Here’s a list of options specific to mawk that have a -W prefix:
- exec file: reads programs from written in files
- version: checks the current mawk version
- interactive: sets unbuffered writes to stdout and reads from stdin
- posix_space: forces mawk to not consider ‘\n’ to be space
- usage: prints usage message to stderr and exits. It’s similar to “-W help”.
- dump: creates an assembler-like listing of the internal representation of a program to stdout
mawk allows multiple -W options, and we can combine them by separating each option with a comma.
The mawk command has this basic syntax:
$ mawk [-W option] [-F value] [-v var=value] [--] 'program text' [file ...]
Let’s check the installation directory of mawk on our system:
$ which mawk
/usr/bin/mawk
We can even check the current version available:
$ mawk -W version
mawk 1.3.4 20200120
Copyright 2008-2019,2020, Thomas E. Dickey
Copyright 1991-1996,2014, Michael D. Brennan
random-funcs: srandom/random
regex-funcs: internal
compiled limits:
sprintf buffer 8192
maximum-integer 2147483647
Let’s use mawk to print the first two lines of the employees.txt file:
$ mawk 'NR~/^(1|2)$/' employees.txt
John Doe 1784 1/22/54 750000
Lucy Kibaki 2054 4/12/54 350000
In this command, we’re using NR, which gives us the total number of records processed, then we truncate the list to just the first two lines. We can specify more line numbers by separating them with pipes (‘|’).
7. Comparison
Let’s look at this table showing comparisons between these AWK interpreters:
Comparison Factor
awk
nawk
gawk
mawk
Definition
First interpreter of AWK language for manipulating text files
Sometimes referred to as new awk. It’s a new version of awk that had additional updates
GNU representation of the awk interpreter and has built-in features specific to gawk
An AWK language interpreter created by Mike Brennan
Format
original-awk [ -F fs ] [ -v var=value ] [ ‘prog’ | -f progfile ] [ file… ]

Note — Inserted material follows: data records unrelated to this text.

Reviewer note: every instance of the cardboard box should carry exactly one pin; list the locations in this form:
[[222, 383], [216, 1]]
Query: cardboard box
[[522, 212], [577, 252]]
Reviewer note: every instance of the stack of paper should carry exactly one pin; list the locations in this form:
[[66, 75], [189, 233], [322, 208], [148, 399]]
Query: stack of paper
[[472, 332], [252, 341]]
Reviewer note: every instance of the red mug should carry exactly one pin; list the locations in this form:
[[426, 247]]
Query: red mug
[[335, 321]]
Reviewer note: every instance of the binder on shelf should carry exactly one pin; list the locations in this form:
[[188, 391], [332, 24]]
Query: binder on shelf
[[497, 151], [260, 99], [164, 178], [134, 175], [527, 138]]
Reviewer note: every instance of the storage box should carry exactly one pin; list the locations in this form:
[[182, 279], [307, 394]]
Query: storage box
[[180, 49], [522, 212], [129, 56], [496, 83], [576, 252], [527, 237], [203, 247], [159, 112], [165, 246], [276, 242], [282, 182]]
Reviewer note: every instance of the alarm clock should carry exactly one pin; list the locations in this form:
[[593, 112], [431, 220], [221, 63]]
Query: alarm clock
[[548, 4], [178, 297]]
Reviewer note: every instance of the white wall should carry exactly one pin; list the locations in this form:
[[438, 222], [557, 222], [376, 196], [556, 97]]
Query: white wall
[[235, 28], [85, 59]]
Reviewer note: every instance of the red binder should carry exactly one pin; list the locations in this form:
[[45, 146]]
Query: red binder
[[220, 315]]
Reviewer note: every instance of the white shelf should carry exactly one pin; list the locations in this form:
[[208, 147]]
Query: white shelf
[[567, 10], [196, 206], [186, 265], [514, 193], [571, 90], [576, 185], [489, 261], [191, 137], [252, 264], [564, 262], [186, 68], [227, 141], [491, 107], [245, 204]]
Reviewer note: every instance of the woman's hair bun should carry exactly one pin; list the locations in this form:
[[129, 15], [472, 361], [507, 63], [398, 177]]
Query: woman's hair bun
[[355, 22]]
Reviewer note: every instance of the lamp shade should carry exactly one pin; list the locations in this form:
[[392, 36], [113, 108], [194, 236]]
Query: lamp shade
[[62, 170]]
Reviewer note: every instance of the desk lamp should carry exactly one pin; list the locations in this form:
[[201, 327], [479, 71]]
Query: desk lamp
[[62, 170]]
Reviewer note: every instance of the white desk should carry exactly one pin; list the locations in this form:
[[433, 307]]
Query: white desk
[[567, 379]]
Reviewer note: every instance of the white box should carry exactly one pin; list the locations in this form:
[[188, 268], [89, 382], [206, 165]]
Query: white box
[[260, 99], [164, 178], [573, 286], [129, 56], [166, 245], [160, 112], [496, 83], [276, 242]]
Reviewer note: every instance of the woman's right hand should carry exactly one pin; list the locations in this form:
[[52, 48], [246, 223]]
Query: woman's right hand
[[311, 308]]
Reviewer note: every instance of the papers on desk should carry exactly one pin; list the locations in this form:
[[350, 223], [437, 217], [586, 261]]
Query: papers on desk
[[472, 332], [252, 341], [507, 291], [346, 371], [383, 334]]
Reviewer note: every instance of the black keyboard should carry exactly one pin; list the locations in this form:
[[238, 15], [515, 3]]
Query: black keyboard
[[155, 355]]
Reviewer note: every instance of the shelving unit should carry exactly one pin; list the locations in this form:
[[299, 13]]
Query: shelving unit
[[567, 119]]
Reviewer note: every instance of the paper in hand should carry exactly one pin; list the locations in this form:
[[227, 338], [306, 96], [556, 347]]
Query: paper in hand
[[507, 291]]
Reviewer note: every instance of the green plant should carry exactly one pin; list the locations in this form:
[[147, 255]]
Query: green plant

nawk [ -F fs ] [ -v var=value ] [ ‘prog’ | -f progfile ] [ file … ]
gawk [ POSIX or GNU style options ] -f program-file [ — ] file
mawk [-W option] [-F value] [-v var=value] [–] ‘program text’ [file …]
Options available
-f progfile and -Fc
–v assignment, -F ERE, and–f profile
-f, -F, -v, -b, -c, -C, -d, -D, -e, -E, -g, -h, -i, -I, -l, -L, -M, -n, -N, -o, -O, -p, -P, -r, -s, -S, -t, and -V
-f, -F, -v, -W dump, -W version, -W exec file, -W interactive, -W posix_space, and -W sprintf=num
7. Conclusion
In this article, we’ve talked about the AWK scripting language. We also talked more about AWK interpreters, starting with original awk, sometimes referred to as old awk or oawk.
By default, all AWK interpreters have built-in variables like FS, RS, OFS, ORS, NF, NR, and FILENAME. However, interpreters like mawk and gawk have features that aren’t available in other interpreters of the AWK language.